Deux millions de Québécois attaquent l'industrie du tabac
Près de deux millions de fumeurs et ex-fumeurs canadiens réclament aux industriels canadiens du tabac quelque 27 milliards de dollars canadiens (autant de dollars américains) de dommages et intérêts, lors d'un procès en nom collectif qui vient de s’ouvrir à Montréal.
La procédure est en cours depuis 13 ans. Les plaignants accusent les fabricants d'avoir caché des conclusions d'études qui faisaient le lien entre cancer et cigarette. Avec 25 milliards de dollars, il s'agit plus gros montant de dommages et intérêts jamais réclamé de l'histoire du pays. Et le nombre de plaignants est lui aussi impressionnant : deux millions de fumeurs et d'ex-fumeurs québécois.

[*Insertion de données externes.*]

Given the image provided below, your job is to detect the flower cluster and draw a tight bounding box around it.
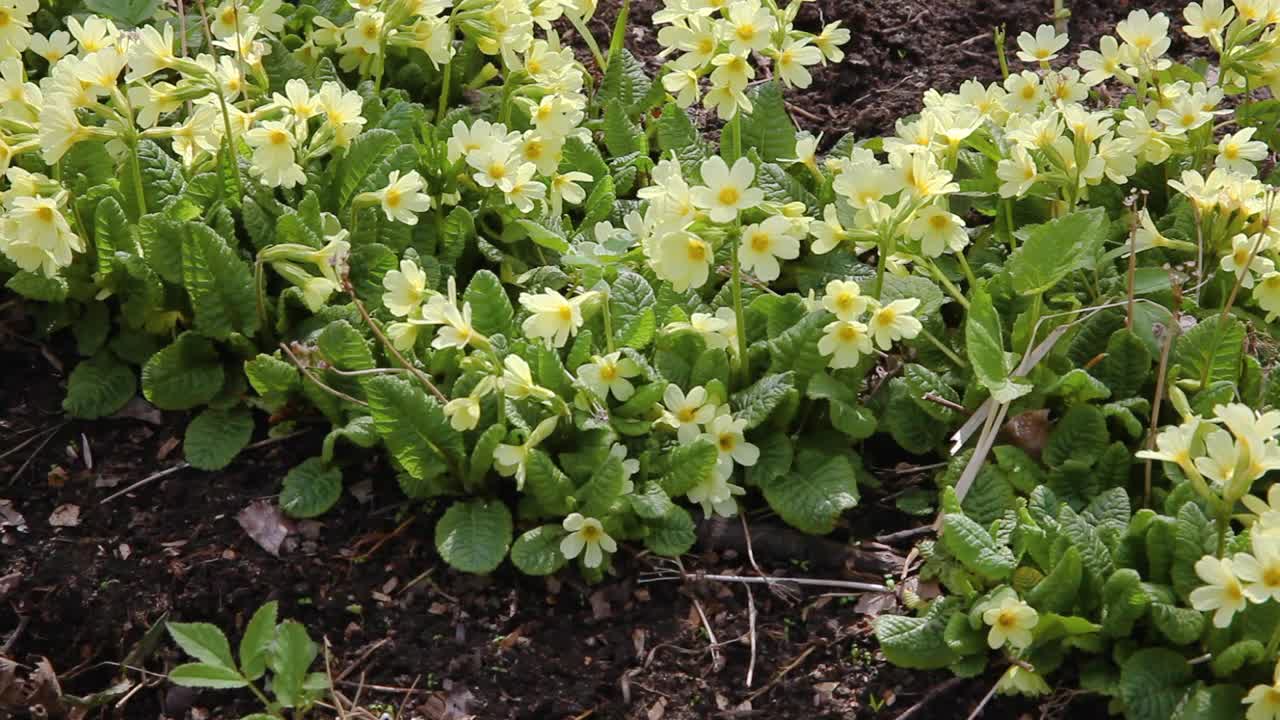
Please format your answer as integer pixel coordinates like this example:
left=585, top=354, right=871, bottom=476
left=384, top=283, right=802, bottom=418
left=653, top=0, right=850, bottom=120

L'audience a commencé par la charge d'un des avocats qui a dénoncé la "duplicité" des cigarettiers. Maître Bruce Johnston a présenté devant la Cour supérieure du Québec la cause de ses clients sous forme de plusieurs questions, reprochant aux trois principaux fabricants de tabac d'avoir sciemment mis sur le marché des "produits nocifs" et d'en avoir caché ou "banalisé" les risques aux consommateurs.

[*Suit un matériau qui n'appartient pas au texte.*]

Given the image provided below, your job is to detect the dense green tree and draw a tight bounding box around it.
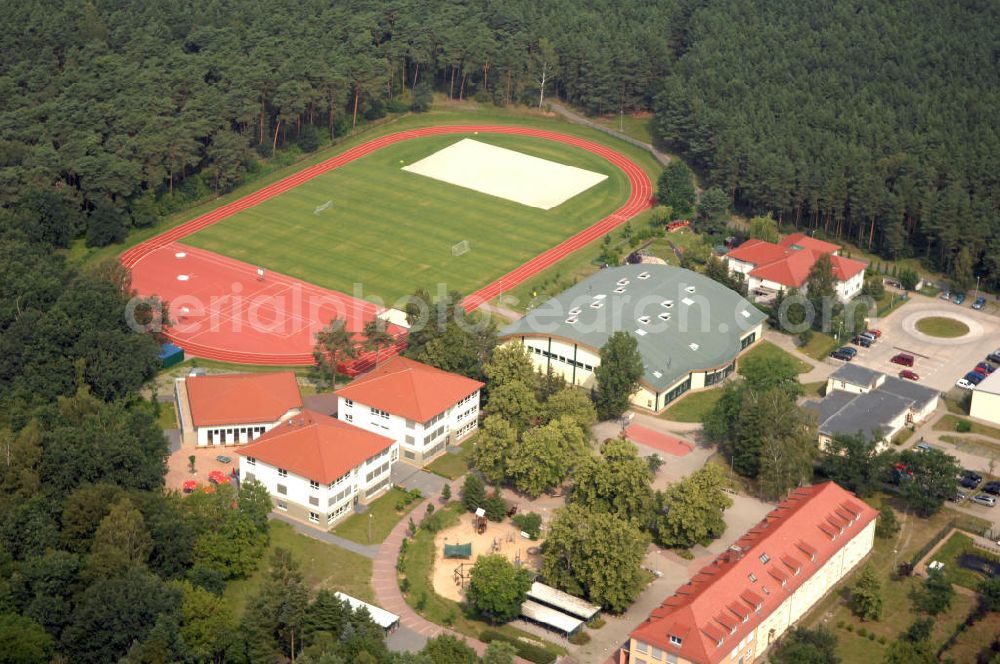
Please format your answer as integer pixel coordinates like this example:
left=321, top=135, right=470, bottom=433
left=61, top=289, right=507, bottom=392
left=465, top=554, right=533, bottom=625
left=542, top=504, right=648, bottom=613
left=507, top=417, right=587, bottom=496
left=572, top=438, right=653, bottom=527
left=851, top=565, right=882, bottom=620
left=771, top=626, right=841, bottom=664
left=594, top=330, right=643, bottom=420
left=653, top=465, right=733, bottom=548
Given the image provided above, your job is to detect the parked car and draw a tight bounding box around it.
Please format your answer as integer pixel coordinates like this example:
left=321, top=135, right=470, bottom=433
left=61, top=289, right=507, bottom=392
left=972, top=493, right=997, bottom=507
left=958, top=477, right=979, bottom=489
left=962, top=470, right=983, bottom=484
left=889, top=353, right=913, bottom=367
left=965, top=371, right=986, bottom=385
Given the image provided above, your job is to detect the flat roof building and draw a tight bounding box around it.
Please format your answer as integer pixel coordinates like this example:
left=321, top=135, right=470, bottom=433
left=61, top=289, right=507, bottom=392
left=500, top=264, right=766, bottom=411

Ce procès fleuve, le premier de cette ampleur au Canada, oppose les trois principaux fabricants de tabac canadiens (Imperial Tobacco Canada, filiale de BAT, JTI-Macdonald et Rothmans Benson & Hedges, RBH) aux avocats présentant deux recours collectifs québécois distincts.
2 millions de plaignants
Le premier recours collectif regroupe 90 000 fumeurs et ex-fumeurs québécois victimes de cancers du poumon, de la gorge, du larynx ou d'emphysème qui réclament 105 000 dollars (plus de 80.000 euros) par personne. Le second réunit 1,8 million de fumeurs qui demandent, eux, 10 000 dollars par personne.

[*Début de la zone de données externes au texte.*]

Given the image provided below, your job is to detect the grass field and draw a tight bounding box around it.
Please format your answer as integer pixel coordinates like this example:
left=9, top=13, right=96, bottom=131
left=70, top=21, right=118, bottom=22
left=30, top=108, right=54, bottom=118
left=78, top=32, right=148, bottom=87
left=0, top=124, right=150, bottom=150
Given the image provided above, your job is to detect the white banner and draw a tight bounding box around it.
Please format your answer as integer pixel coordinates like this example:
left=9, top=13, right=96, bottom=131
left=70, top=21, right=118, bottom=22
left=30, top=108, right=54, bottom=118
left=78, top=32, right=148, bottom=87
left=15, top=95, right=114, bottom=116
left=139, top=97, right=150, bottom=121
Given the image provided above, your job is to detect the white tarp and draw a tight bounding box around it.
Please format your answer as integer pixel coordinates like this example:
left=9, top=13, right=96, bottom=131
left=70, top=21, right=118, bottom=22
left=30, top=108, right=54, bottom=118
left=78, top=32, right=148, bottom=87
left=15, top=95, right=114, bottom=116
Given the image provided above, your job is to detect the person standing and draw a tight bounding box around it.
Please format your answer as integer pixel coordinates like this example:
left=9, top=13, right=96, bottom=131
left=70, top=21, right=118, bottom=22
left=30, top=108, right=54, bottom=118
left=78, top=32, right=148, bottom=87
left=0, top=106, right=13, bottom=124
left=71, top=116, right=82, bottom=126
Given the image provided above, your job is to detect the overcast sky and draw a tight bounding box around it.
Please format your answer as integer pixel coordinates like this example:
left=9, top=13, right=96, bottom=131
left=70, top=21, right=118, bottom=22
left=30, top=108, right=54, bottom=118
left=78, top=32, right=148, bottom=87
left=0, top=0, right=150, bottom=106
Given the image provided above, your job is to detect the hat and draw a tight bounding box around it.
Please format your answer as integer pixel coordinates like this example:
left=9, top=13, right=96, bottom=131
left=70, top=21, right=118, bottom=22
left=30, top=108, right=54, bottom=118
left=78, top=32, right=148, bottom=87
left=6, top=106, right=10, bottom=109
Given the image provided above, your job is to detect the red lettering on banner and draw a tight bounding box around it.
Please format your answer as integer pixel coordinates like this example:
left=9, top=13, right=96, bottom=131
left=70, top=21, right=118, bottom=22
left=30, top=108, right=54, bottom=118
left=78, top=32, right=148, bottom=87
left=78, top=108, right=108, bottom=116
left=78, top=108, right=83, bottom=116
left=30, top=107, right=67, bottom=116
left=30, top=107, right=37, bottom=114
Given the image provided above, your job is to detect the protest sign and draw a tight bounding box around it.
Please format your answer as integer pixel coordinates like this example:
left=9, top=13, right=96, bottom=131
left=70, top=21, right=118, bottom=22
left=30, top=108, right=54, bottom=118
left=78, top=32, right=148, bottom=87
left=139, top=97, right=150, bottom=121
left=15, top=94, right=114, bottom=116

Me Johnston a mis en cause les "stratégies de marketing" des cigarettiers "véhiculant de fausses informations" sur les produits, les accusant de "ne pas avoir utilisé les parties du tabac comportant un taux de nicotine tellement bas qu'elles auraient pour effet de mettre fin à la dépendance d'une bonne partie de fumeurs".
L'avocat a demandé au juge de voir si les industriels du tabac avaient "conspiré pour maintenir un front commun visant à empêcher que les utilisateurs de leurs produits ne soient informés des dangers inhérents à leur consommation".
Intervenant à son tour au nom des victimes de maladies liées au tabac, Me André Lespérance a dénoncé notamment ce qu'il considère comme la rétention, voire la destruction d'informations scientifiques sur les effets du tabac.
Fumer : un choix et une responsabilité
Toute cette rafale d'accusations n'a pas beaucoup impressionné Me Deborah Glendinning, juriste travaillant pour Imperial Tobacco Canada. "Les plaignants n'auront aucune preuve à présenter que mes clients ont fait quelque chose de mauvais", a-t-elle déclaré pendant une pause. "Fumer est un choix que les gens font pour de multiples raisons et ils doivent en assumer la responsabilité", a ajouté l'avocate. Sur la même longueur d'onde, Chris Kodderman, directeur chez RBH, a relevé que "les effets du tabagisme étaient connus de tous depuis des décennies".
Ce n'est pas l'avis de Cécilia Létourneau, plaignante et porte-parole des fumeurs victimes de la dépendance au tabac. "Quand j'ai commencé à fumer, dit-elle à la presse, c'était à l'époque où les publicités à la télévision étaient importantes. Et on voyait la femme épanouie fumer, c'était être à la mode (...), être une femme qui s'assumait." Or, ajoute-t-elle, "j'étais en réalité programmée par une industrie qui me rendait captive du produit".
"Je fume toujours", a-t-elle déclaré en marge du procès, souhaitant que le tribunal reconnaisse que "la nicotine cause une dépendance qui peut conduire à la mort".